Using CUDA/Thrust with the Parallel Patterns Library

Friday, December 31, 2010 – 4:48 PM

I’ve been working on getting my CUDA/Thrust N-body code working with multiple GPUs. The following is a quick code spike showing how to use the Parallel Patterns Library (PPL) to create a task for each CUDA device and execute a CUDA kernel on it using the Thrust library for CUDA.

Building a solution using the PPL and CUDA together is a little tricky. While the CUDA 3.2 SDK supports VS 2010 it requires that the project is setup to target the VC++ 9 compiler (from VS 2008) to be able to use the NVCC compiler. This means that you need VS 2008 installed and that the project has the Platform Toolset property set to “v90”. The PPL requires the VC++ 10 compiler so you need to have two projects in the solution; a DLL build using the v90 toolset and the CUDA 3.2 SDK to compile any CUDA kernel code and the main EXE build using the v100 toolset.

The spike calculates the sum of a vector of integers by partitioning the range across multiple GPUs and then adds the results from each GPU to get the final total.

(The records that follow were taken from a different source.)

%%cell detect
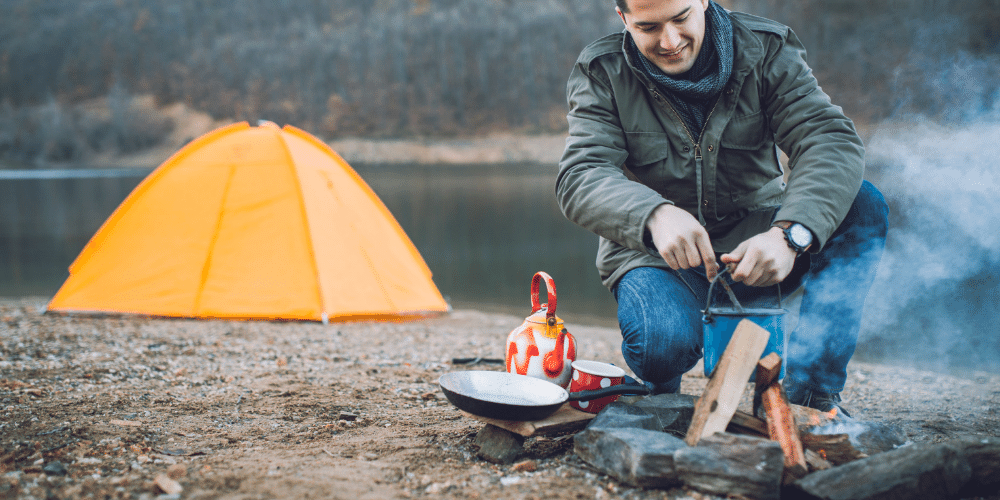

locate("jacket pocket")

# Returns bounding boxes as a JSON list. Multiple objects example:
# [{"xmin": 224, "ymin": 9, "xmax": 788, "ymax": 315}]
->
[
  {"xmin": 719, "ymin": 111, "xmax": 769, "ymax": 150},
  {"xmin": 625, "ymin": 132, "xmax": 672, "ymax": 168}
]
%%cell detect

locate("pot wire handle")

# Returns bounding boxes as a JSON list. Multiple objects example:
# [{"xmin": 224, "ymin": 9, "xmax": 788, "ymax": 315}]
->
[{"xmin": 702, "ymin": 264, "xmax": 782, "ymax": 323}]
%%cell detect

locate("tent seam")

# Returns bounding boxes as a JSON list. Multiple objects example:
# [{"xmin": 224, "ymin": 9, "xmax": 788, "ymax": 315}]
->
[
  {"xmin": 197, "ymin": 164, "xmax": 236, "ymax": 316},
  {"xmin": 278, "ymin": 125, "xmax": 329, "ymax": 323}
]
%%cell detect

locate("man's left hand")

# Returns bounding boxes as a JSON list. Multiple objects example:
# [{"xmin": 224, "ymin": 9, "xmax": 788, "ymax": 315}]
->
[{"xmin": 720, "ymin": 227, "xmax": 796, "ymax": 286}]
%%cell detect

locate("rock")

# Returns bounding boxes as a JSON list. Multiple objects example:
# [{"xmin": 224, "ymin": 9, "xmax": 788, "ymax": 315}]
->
[
  {"xmin": 674, "ymin": 432, "xmax": 785, "ymax": 500},
  {"xmin": 573, "ymin": 427, "xmax": 687, "ymax": 488},
  {"xmin": 42, "ymin": 460, "xmax": 66, "ymax": 476},
  {"xmin": 476, "ymin": 424, "xmax": 524, "ymax": 464},
  {"xmin": 635, "ymin": 394, "xmax": 698, "ymax": 436},
  {"xmin": 948, "ymin": 437, "xmax": 1000, "ymax": 498},
  {"xmin": 167, "ymin": 464, "xmax": 187, "ymax": 481},
  {"xmin": 510, "ymin": 460, "xmax": 538, "ymax": 472},
  {"xmin": 587, "ymin": 401, "xmax": 661, "ymax": 431},
  {"xmin": 153, "ymin": 474, "xmax": 184, "ymax": 495},
  {"xmin": 791, "ymin": 443, "xmax": 972, "ymax": 500}
]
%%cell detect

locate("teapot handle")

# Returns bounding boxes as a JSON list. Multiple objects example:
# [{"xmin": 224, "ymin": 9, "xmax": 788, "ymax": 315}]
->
[{"xmin": 531, "ymin": 271, "xmax": 556, "ymax": 325}]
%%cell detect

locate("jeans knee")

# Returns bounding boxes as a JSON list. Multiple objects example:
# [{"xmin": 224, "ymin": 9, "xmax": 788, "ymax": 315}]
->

The following is the body of the EXE compiled with the v100 (VS 2010) toolset:

   1: // Setup data
   2:  
   3: const size_t N = 100000;
   4: thrust::host_vector<ULONG> numbers(N);
   5: ULONG i = 1;
   6: generate(numbers.begin(), numbers.end(), [&i]()->ULONG{ return i++; } );
   7:  
   8: // Get device count 
   9:  
  10: int deviceCount = 0;
  11: cudaGetDeviceCount(&deviceCount);
  12: vector<ULONG> results(deviceCount);
  13:  
  14: // Calculate partitions
  15:  
  16: vector<tuple<host_vector_citer, host_vector_citer>> ranges(deviceCount);
  17: host_vector_citer start = numbers.begin();
  18: size_t stride = N / deviceCount;
  19: size_t remainder = N % deviceCount;
  20: for (int d = 0; d < deviceCount; ++d)
  21: {
  22:     get<0>(ranges[d]) = start;
  23:     get<1>(ranges[d]) = start + stride;
  24:     if (remainder > 0)
  25:     {
  26:         get<1>(ranges[d]) += 1;
  27:         --remainder;
  28:     }
  29:     start = get<1>(ranges[d]);
  30: }
  31:  
  32: // Run jobs
  33:  
  34: for (int j = 0; j < 2; j++)
  35: {
  36:     cout << "Job " << j << endl;
  37:     task_group tasks;
  38:     for (int d = 0; d < deviceCount; ++d)
  39:     {
  40:         tasks.run(
  41:             [d, &ranges, &results]()
  42:         {
  43:             cudaSetDevice(d);
  44:             results[d] = Sum::DoWork(get<0>(ranges[d]), 
  45:                                      get<1>(ranges[d]));
  46:             cudaThreadExit();
  47:         });
  48:     }
  49:     tasks.wait();
  50:     ULONG result = 0;
  51:     for_each(results.cbegin(), results.cend(), [&result](ULONG i) 
  52:         {
  53:             cout << "  Subtotal = " << i << endl;
  54:             result += i; 
  55:         });
  56:     cout << "  Total = " << result << endl;
  57: }

Note the calls to cudaSetDevice and cudeThreadExit, these ensure that each CUDA device is associated with a specific thread and that the context is freed so it can be reused by the second job.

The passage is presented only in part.